I’ve tried to write about this more directly in recent work on climate change adaptation in Bogotá, racialized dispossession in Buenaventura, and supply chain security along Colombia’s Magdalena River. In each case, I’m finding a surprising amount of political agency being exercised by and attributed to the material world of infrastructures, environments, technologies, and buildings. Yet I still want to remain attentive to how, when, and why certain materials become vital and others do not. My hunch is that this question points to two prevalent problematizations: first, of cities and infrastructures as vital systems to be secured; and second, of life as vulnerable in an era of heightened volatility.

It is perhaps from the intersection of concerns over vulnerability and vitality that a response to AbdouMaliq Simone’s question about collective life’s possible futures can emerge.
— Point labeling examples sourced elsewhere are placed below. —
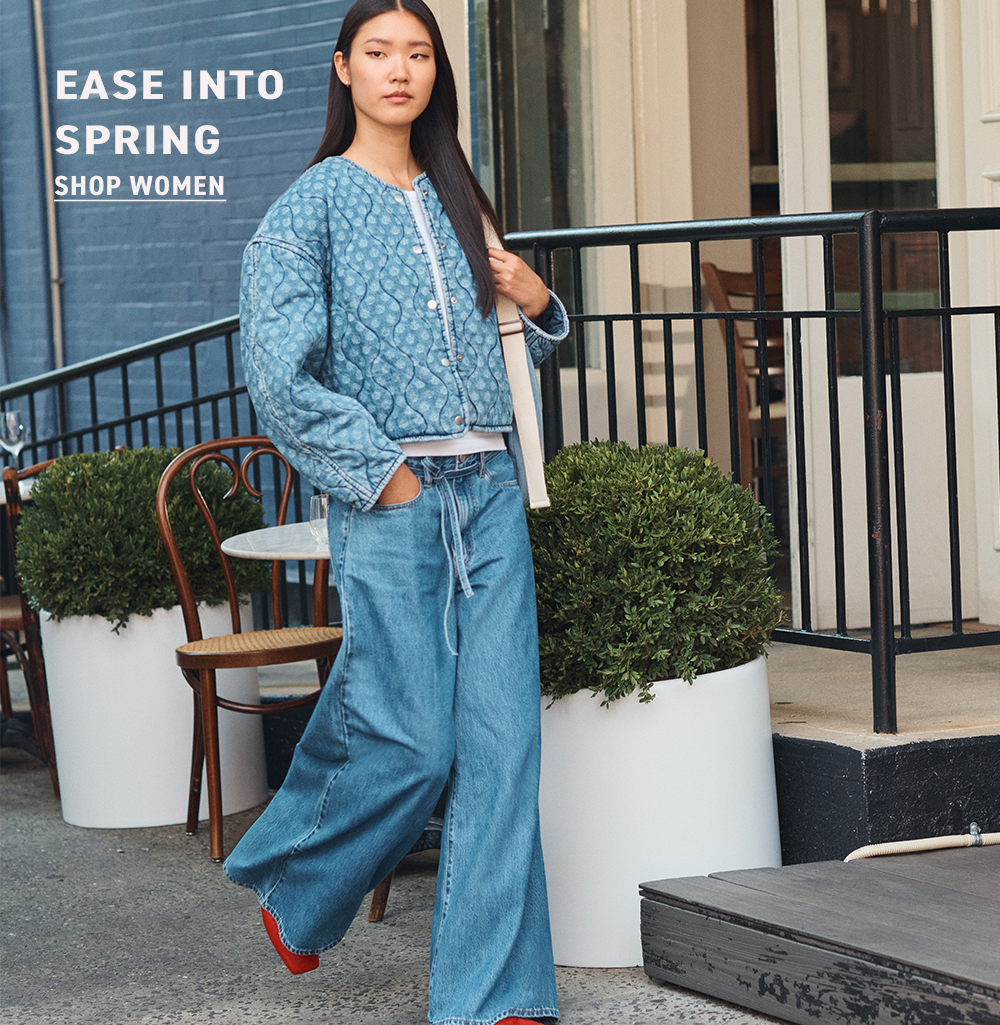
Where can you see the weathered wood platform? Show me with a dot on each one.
(906, 939)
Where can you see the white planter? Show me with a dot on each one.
(122, 718)
(683, 785)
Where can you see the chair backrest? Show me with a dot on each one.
(259, 451)
(736, 292)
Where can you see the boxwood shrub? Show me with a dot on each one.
(651, 564)
(88, 542)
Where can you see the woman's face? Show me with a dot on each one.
(390, 71)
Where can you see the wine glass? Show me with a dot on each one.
(13, 434)
(319, 507)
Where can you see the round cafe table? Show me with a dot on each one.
(291, 541)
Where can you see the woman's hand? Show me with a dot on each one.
(517, 281)
(402, 487)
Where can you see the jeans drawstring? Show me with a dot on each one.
(435, 476)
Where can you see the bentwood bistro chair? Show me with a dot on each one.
(736, 291)
(21, 634)
(201, 657)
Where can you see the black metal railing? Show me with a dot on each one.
(153, 394)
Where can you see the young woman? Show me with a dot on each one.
(371, 352)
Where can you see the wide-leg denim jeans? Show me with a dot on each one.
(435, 684)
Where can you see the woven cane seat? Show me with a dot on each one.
(259, 648)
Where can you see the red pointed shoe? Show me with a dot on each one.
(296, 964)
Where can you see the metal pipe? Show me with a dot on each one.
(972, 838)
(55, 278)
(877, 475)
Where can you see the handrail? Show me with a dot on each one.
(105, 395)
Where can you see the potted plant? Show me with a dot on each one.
(90, 559)
(655, 606)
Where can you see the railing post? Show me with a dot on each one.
(877, 474)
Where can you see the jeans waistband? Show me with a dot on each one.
(435, 467)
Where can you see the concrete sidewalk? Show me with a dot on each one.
(109, 927)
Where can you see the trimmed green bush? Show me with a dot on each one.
(650, 565)
(88, 542)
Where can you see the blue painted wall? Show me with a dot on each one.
(138, 271)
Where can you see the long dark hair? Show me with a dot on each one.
(433, 139)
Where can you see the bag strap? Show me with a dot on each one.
(519, 367)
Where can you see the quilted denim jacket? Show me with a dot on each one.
(344, 344)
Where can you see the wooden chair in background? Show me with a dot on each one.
(201, 657)
(22, 634)
(734, 291)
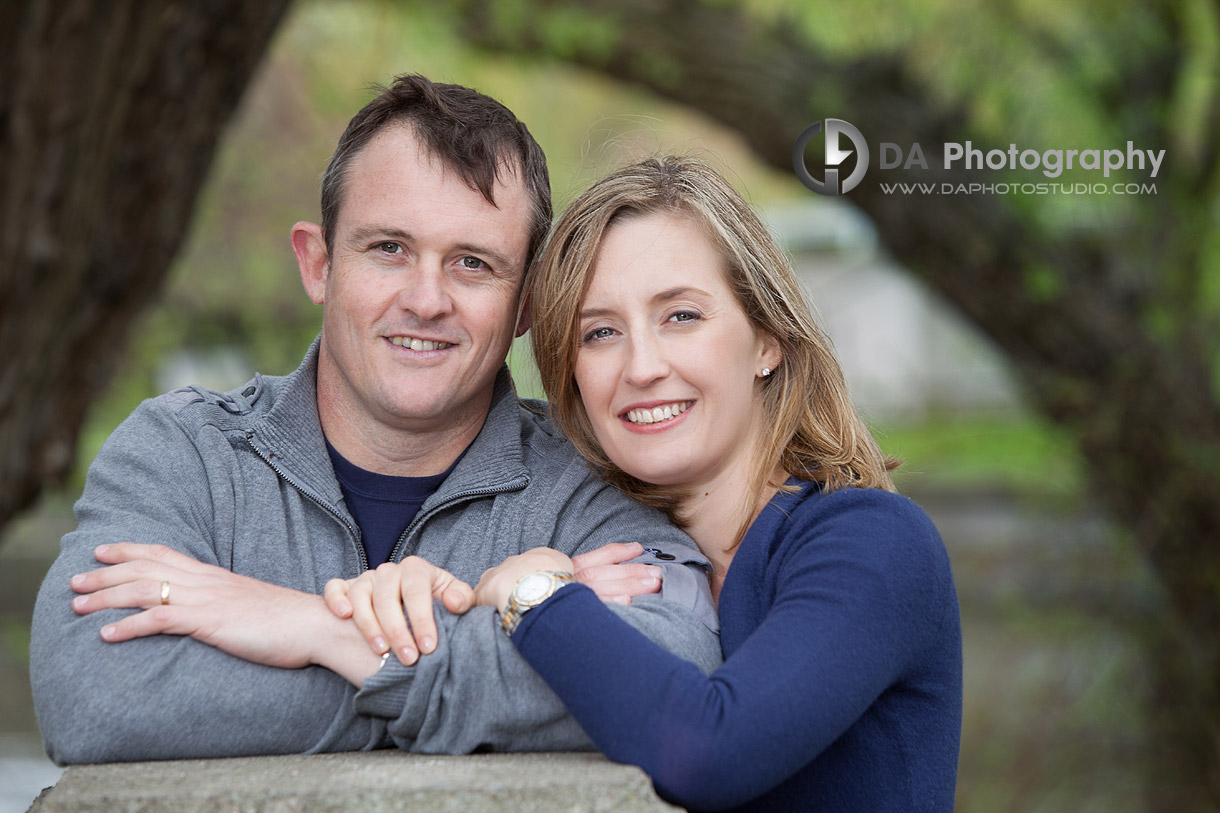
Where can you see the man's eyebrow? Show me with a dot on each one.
(388, 232)
(380, 232)
(658, 298)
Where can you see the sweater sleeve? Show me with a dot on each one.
(165, 696)
(476, 692)
(850, 608)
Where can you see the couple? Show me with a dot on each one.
(680, 361)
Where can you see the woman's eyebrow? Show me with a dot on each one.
(660, 297)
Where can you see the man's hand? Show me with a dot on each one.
(248, 618)
(376, 601)
(605, 571)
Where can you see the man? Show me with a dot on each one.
(399, 435)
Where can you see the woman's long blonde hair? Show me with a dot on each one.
(813, 430)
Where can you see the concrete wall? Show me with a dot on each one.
(362, 783)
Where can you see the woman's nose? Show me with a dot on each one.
(645, 361)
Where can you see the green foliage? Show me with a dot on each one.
(953, 452)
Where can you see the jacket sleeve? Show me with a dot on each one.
(476, 691)
(165, 696)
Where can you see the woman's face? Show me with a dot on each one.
(667, 364)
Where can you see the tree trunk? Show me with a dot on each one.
(1142, 408)
(110, 112)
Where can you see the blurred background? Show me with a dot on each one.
(943, 313)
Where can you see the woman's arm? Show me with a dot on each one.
(849, 610)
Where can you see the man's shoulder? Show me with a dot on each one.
(193, 409)
(538, 432)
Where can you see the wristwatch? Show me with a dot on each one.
(531, 590)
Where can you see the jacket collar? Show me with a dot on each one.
(289, 437)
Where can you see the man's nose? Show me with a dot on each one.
(425, 293)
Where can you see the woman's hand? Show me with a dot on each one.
(376, 601)
(608, 573)
(497, 585)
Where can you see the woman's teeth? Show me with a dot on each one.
(658, 413)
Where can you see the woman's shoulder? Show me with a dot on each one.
(860, 524)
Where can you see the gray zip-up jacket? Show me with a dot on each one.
(243, 481)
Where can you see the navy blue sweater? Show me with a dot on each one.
(842, 680)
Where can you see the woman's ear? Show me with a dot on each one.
(770, 355)
(523, 315)
(309, 245)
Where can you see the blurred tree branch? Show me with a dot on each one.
(1109, 326)
(110, 114)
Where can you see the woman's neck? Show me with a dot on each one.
(716, 513)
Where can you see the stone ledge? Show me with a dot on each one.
(366, 781)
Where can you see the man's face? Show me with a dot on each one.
(421, 289)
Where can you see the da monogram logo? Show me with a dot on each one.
(833, 156)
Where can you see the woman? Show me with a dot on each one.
(680, 359)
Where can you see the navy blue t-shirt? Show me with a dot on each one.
(382, 504)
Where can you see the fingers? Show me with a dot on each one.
(458, 597)
(118, 552)
(611, 553)
(142, 593)
(393, 585)
(364, 615)
(336, 596)
(621, 582)
(156, 620)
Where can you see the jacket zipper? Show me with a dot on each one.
(462, 496)
(353, 532)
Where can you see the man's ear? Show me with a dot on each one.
(311, 259)
(523, 316)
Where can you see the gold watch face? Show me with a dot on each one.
(533, 587)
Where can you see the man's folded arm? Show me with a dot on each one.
(477, 692)
(164, 696)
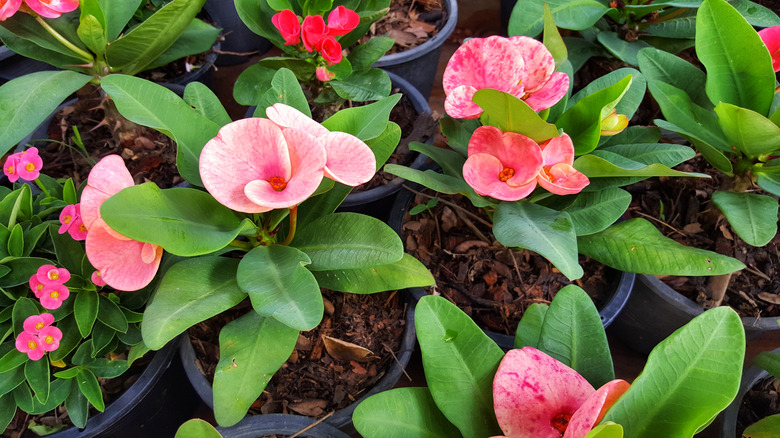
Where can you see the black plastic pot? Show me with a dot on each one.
(418, 65)
(257, 426)
(654, 311)
(341, 419)
(624, 281)
(155, 405)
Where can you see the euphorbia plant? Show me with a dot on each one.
(545, 387)
(89, 40)
(63, 329)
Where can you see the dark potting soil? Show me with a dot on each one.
(681, 208)
(320, 378)
(488, 281)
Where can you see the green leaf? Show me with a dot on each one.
(689, 377)
(405, 273)
(155, 106)
(348, 241)
(459, 362)
(402, 413)
(280, 286)
(26, 101)
(636, 245)
(184, 221)
(573, 333)
(192, 291)
(137, 49)
(510, 114)
(752, 216)
(545, 231)
(252, 349)
(739, 67)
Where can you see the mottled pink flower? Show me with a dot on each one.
(330, 49)
(125, 264)
(771, 38)
(288, 25)
(342, 20)
(8, 8)
(313, 31)
(35, 323)
(520, 66)
(537, 396)
(254, 166)
(30, 344)
(52, 8)
(349, 160)
(503, 165)
(557, 174)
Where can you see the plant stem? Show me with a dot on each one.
(81, 53)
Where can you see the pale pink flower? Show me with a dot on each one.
(520, 66)
(537, 396)
(254, 166)
(557, 174)
(125, 264)
(503, 165)
(349, 160)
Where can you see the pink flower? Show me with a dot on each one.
(8, 8)
(313, 32)
(771, 38)
(342, 20)
(349, 160)
(518, 65)
(52, 8)
(35, 323)
(125, 264)
(288, 25)
(537, 396)
(503, 165)
(53, 295)
(330, 49)
(557, 174)
(30, 344)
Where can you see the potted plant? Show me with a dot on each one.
(547, 387)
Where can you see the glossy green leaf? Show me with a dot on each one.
(184, 221)
(636, 245)
(402, 413)
(510, 114)
(752, 216)
(27, 100)
(252, 349)
(405, 273)
(280, 286)
(192, 291)
(545, 231)
(689, 377)
(739, 67)
(459, 362)
(155, 106)
(573, 333)
(352, 241)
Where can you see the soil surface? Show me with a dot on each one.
(319, 378)
(488, 281)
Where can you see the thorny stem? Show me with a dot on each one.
(82, 54)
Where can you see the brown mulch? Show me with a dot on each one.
(681, 208)
(317, 379)
(490, 283)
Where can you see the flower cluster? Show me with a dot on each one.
(39, 336)
(48, 285)
(25, 165)
(44, 8)
(299, 153)
(508, 166)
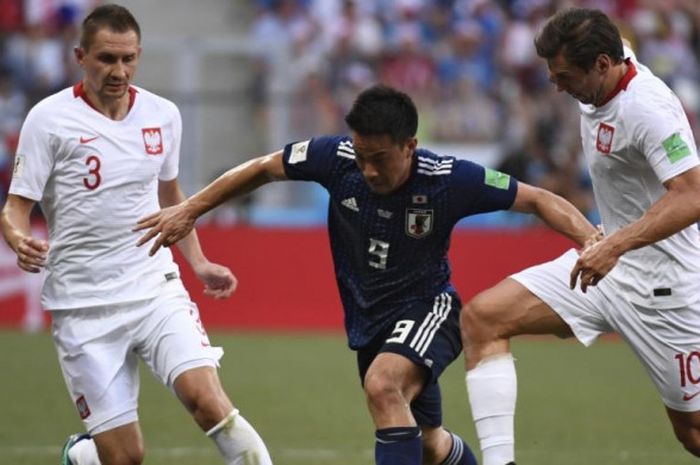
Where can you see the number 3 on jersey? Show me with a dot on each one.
(380, 253)
(93, 179)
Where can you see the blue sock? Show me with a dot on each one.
(460, 454)
(398, 446)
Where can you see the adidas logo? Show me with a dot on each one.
(350, 203)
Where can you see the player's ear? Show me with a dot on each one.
(411, 143)
(603, 63)
(79, 53)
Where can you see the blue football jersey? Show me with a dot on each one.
(390, 251)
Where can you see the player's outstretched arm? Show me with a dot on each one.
(555, 211)
(219, 281)
(171, 224)
(16, 228)
(677, 209)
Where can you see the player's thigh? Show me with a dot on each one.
(121, 445)
(172, 339)
(686, 426)
(550, 306)
(98, 365)
(509, 309)
(427, 335)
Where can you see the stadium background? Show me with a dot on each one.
(250, 76)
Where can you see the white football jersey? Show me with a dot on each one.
(94, 178)
(636, 141)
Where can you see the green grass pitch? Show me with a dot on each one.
(576, 406)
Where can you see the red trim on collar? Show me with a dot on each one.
(79, 91)
(623, 83)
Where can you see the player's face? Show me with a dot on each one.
(586, 87)
(385, 164)
(109, 63)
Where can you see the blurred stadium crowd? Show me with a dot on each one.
(469, 64)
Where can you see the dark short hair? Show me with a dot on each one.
(116, 18)
(582, 34)
(383, 110)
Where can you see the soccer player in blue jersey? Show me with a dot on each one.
(392, 209)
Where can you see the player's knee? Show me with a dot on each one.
(127, 454)
(208, 408)
(474, 323)
(436, 444)
(690, 440)
(381, 391)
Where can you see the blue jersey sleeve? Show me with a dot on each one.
(479, 190)
(313, 159)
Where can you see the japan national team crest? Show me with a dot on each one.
(419, 223)
(152, 140)
(605, 135)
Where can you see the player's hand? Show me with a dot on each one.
(168, 226)
(218, 280)
(31, 253)
(593, 264)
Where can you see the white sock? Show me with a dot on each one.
(238, 442)
(84, 452)
(492, 388)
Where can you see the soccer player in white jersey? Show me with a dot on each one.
(641, 279)
(97, 157)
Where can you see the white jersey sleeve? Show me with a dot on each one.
(660, 130)
(169, 170)
(34, 160)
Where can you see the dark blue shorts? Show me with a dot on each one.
(427, 334)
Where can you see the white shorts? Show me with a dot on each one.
(98, 350)
(667, 341)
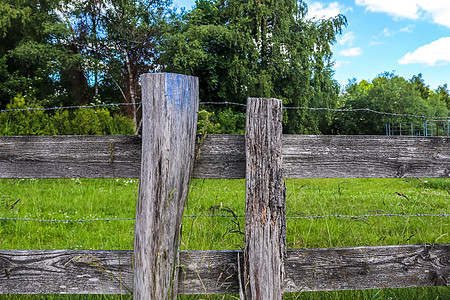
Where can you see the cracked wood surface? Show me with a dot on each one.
(215, 272)
(223, 156)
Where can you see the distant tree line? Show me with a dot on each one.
(75, 52)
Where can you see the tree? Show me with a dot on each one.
(133, 30)
(242, 49)
(387, 93)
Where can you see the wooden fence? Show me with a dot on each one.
(264, 157)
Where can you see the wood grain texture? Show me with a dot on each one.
(170, 107)
(70, 157)
(216, 272)
(65, 272)
(223, 156)
(265, 201)
(365, 156)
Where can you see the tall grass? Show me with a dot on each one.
(73, 199)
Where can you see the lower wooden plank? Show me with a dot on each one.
(215, 272)
(223, 156)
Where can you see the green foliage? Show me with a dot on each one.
(391, 94)
(81, 121)
(227, 121)
(242, 49)
(206, 123)
(232, 122)
(28, 122)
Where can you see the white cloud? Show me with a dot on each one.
(351, 52)
(318, 10)
(437, 10)
(435, 53)
(387, 32)
(408, 28)
(349, 37)
(376, 43)
(340, 63)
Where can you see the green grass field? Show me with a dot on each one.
(74, 199)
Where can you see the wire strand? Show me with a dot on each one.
(68, 107)
(232, 216)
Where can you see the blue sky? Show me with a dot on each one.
(405, 36)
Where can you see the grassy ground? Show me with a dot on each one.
(116, 198)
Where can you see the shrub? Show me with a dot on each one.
(81, 121)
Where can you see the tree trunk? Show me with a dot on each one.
(265, 208)
(168, 147)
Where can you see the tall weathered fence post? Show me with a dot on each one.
(170, 106)
(265, 208)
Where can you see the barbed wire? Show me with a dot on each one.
(223, 103)
(237, 104)
(337, 110)
(68, 107)
(65, 221)
(234, 216)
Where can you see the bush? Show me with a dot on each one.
(227, 121)
(81, 121)
(25, 122)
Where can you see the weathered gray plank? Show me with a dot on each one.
(368, 267)
(170, 105)
(223, 156)
(265, 201)
(215, 272)
(65, 272)
(365, 156)
(70, 157)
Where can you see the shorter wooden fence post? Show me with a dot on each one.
(265, 208)
(170, 107)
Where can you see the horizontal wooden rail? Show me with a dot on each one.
(215, 272)
(223, 156)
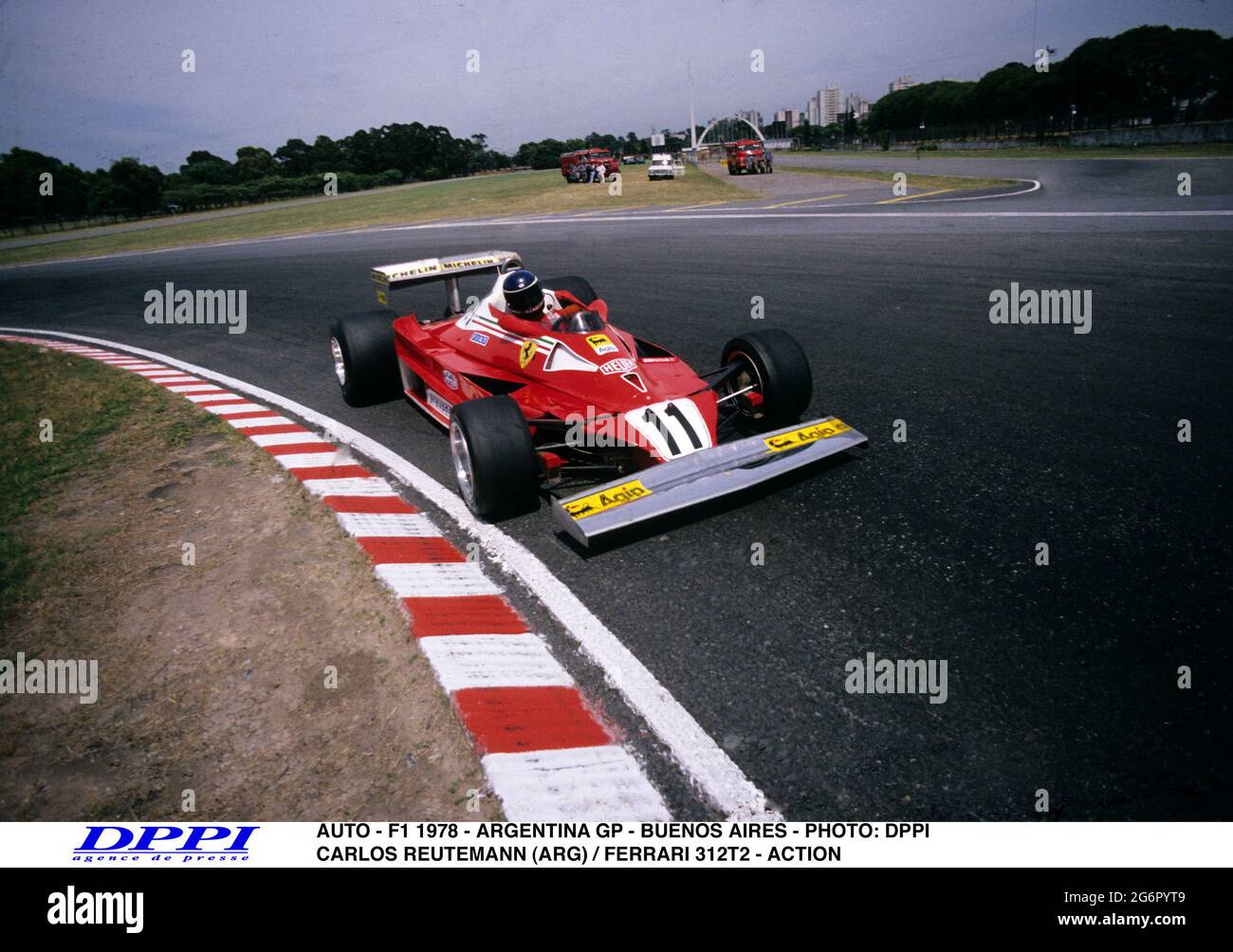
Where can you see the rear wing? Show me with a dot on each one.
(393, 276)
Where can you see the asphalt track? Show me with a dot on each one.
(1059, 677)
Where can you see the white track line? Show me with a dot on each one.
(711, 772)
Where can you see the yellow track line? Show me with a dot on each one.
(701, 205)
(802, 201)
(909, 197)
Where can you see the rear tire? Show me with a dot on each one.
(494, 460)
(575, 285)
(776, 366)
(364, 356)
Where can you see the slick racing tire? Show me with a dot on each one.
(364, 357)
(494, 462)
(578, 286)
(772, 364)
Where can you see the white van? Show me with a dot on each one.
(660, 167)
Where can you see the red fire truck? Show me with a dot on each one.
(576, 165)
(748, 156)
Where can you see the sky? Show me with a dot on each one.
(91, 82)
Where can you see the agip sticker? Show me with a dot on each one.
(605, 500)
(805, 435)
(602, 344)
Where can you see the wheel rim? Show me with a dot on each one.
(747, 376)
(340, 363)
(461, 455)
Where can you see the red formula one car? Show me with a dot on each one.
(574, 401)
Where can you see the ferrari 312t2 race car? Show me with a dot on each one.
(571, 401)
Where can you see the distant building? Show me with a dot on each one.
(857, 105)
(831, 105)
(789, 118)
(752, 116)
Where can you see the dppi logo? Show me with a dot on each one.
(164, 844)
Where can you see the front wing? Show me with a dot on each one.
(701, 476)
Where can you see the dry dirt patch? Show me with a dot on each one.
(212, 676)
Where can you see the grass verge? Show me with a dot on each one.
(270, 676)
(519, 192)
(1197, 151)
(78, 403)
(916, 181)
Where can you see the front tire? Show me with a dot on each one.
(776, 370)
(494, 460)
(365, 363)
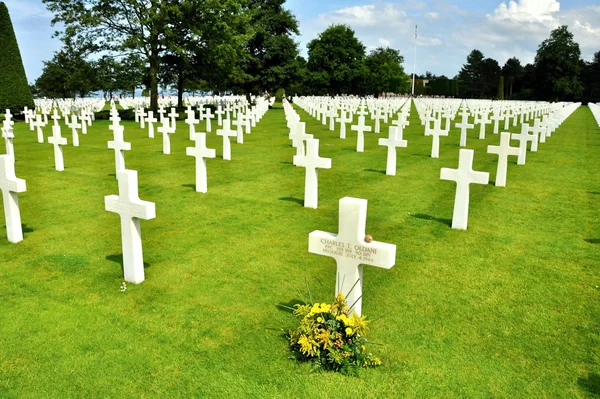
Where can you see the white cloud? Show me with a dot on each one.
(432, 16)
(365, 15)
(384, 42)
(528, 10)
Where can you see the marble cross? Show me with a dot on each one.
(312, 162)
(192, 121)
(464, 176)
(394, 140)
(55, 116)
(299, 136)
(200, 152)
(58, 141)
(436, 133)
(120, 146)
(503, 151)
(226, 133)
(219, 112)
(10, 185)
(173, 115)
(74, 125)
(497, 117)
(239, 124)
(361, 128)
(142, 117)
(39, 124)
(131, 209)
(463, 126)
(208, 115)
(8, 134)
(351, 249)
(166, 130)
(343, 119)
(483, 122)
(151, 120)
(523, 138)
(540, 130)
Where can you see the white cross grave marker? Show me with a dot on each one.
(523, 138)
(239, 125)
(10, 185)
(503, 151)
(131, 209)
(394, 140)
(74, 125)
(166, 130)
(361, 128)
(351, 251)
(151, 120)
(463, 176)
(436, 133)
(463, 126)
(58, 141)
(343, 119)
(119, 145)
(226, 132)
(208, 114)
(39, 124)
(8, 134)
(311, 161)
(192, 121)
(200, 152)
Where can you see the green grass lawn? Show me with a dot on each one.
(507, 309)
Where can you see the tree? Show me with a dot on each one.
(15, 93)
(470, 74)
(490, 75)
(147, 27)
(512, 71)
(336, 61)
(500, 95)
(591, 78)
(270, 63)
(557, 66)
(68, 74)
(386, 74)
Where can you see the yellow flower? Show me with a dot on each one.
(306, 345)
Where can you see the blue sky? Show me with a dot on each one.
(448, 30)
These concerns already figure prominently in struggles over how to confront the deep inequalities that structure the uneven distribution of entitlement and dispossession, of scarcity and surplus, of life and death—especially now that the political coordinates of past struggles no longer automatically apply. Examples of what he calls “an infrastructure of strange alliances” can be found in efforts to unite discordant experiences around matters of public concern. In a world where forms of sociality and solidarity based on common conditions, shared temporality, and close proximity appear increasingly out of reach, such “strange alliances” may prove a productive place to locate our critical inquiries and political sympathies.